Rohnique started at Gleasons with trainer Bob Jackson and entered the Golden Gloves in 1996. As he vaulted to the finals in the welterweight division, Posey broke his hand two days before the fight. He could not get back to compete in the finals as he lost in the semifinals in 1997 and 1998. At that point, Posey’s trainer Bob Jackson urged him to go turn pro.

Posey turned pro and was going to Foxwoods Casino in Connecticut to fight George Best, who was regarded as mainly a puncher. At the time he was training for his first fight, Posey received an interesting offer. "I was offered a chance to be in a painting". Posey said. Patricia Watwood, an artist, created a painting called "The Boxer" with Posey as the inspiration and model for the painting.

Best was defeated by Posey in the first round by KO. Posey won his next three fights until he faced a tough challenge on a Hasim Rahman undercard match. Fighting against Cebien St. Pierre, Posey received his first knockdown. "It was tough to get my first knockdown but I got up." He then won the fight with a 4th round TKO to up his record to 4-0.

The problem that Posey admits freely is his unfortunate tendency to get injured. Posey not only broke his hand during the Golden Gloves, but an increasing number of hand injuries have taken its toll. Posey said, "I had to take 2 years off from hand injuries." Posey also added "Also having a hernia condition and getting treatment for that put me behind in training."

After recovering from his injuries, Posey’s trainer Bob Jackson thought of an idea for the next fight. Looking for an opponent, Jackson went to Myrtle Beach, South Carolina. In scheduling the fight, Jackson paid junior middleweight Willis Silver to fight his boxer. It was meant as a challenge to his boxer to get it going.

Posey remembered, "People thought I was washed up because I haven’t fought in a while. I wanted to prove to people that I could still fight."

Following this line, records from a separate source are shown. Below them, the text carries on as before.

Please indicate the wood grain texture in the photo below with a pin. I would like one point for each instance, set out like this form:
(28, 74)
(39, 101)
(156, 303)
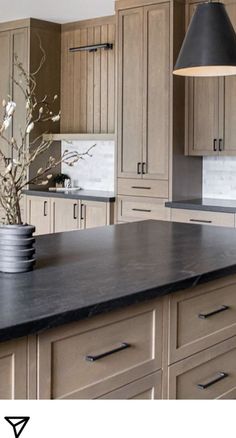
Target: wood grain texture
(88, 79)
(64, 349)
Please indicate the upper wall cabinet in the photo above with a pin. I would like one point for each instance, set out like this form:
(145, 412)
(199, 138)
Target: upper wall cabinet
(88, 78)
(143, 91)
(210, 109)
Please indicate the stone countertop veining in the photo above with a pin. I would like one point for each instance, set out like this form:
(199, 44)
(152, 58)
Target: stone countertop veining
(80, 274)
(89, 195)
(205, 204)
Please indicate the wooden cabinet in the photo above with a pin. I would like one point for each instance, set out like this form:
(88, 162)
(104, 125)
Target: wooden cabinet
(94, 214)
(13, 370)
(131, 209)
(143, 90)
(56, 215)
(210, 104)
(206, 375)
(88, 78)
(89, 359)
(64, 214)
(147, 388)
(39, 214)
(130, 93)
(201, 318)
(203, 217)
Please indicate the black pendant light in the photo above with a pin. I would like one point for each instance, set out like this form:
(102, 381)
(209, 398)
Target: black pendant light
(209, 47)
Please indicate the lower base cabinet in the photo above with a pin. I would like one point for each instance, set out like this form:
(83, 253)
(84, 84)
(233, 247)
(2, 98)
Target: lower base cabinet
(182, 346)
(147, 388)
(13, 370)
(210, 374)
(56, 215)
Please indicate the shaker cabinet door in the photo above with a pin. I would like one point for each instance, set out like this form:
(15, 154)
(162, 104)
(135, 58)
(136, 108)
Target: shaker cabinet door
(157, 91)
(130, 93)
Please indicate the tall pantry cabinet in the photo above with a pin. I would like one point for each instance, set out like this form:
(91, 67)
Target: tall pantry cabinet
(150, 128)
(22, 39)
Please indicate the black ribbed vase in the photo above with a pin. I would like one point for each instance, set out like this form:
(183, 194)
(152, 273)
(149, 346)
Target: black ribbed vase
(17, 252)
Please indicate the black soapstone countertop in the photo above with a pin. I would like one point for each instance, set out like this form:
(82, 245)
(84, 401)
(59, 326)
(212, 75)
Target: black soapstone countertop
(205, 204)
(89, 195)
(84, 273)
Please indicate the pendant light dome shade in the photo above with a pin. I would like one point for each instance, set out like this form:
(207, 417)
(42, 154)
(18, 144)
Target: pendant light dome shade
(209, 47)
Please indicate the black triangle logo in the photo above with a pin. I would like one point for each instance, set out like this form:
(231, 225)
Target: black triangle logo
(18, 424)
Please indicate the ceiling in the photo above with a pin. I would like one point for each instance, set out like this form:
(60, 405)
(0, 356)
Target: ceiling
(60, 11)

In an important fight, Posey pulled off the win by dominating Silver from the get-go. Posey floored Silver with a left in the second round. In the third, Posey used quick combinations to drop Silver twice in the third round before the ref stopped the bout.

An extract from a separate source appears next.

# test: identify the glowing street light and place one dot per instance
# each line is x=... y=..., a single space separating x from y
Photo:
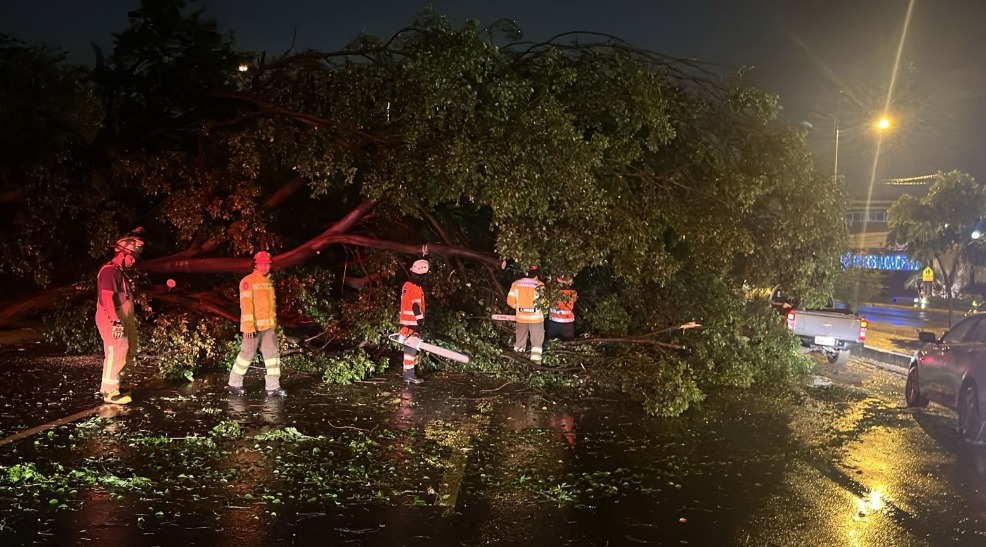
x=882 y=124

Now at 6-0, the 5’6, 139 pound fighter is training hard and plotting his next moves up the boxing ladder. Posey likes the words of encouragement he receives from fighters such as Posey’s stablemate from Gleasons, heavyweight contender Oleg Maskaev and former middleweight champion Zab Judah.

It does seem as Posey’s talent runs through the family. Posey’s brother, Dante Griffin, started a record company called Dead Broke Records. "Through my boxing, I want to help my brother as much as possible." Posey remarked.

Posey’s next fight will be on April 26th at Cipriani on 42nd Street at 7:30 p.m. Posey does not know who his opponent would be but he is very optimistic on his future. Poseys grins as he said, "In 5 years, I expect to be in the top 10 and win a world title."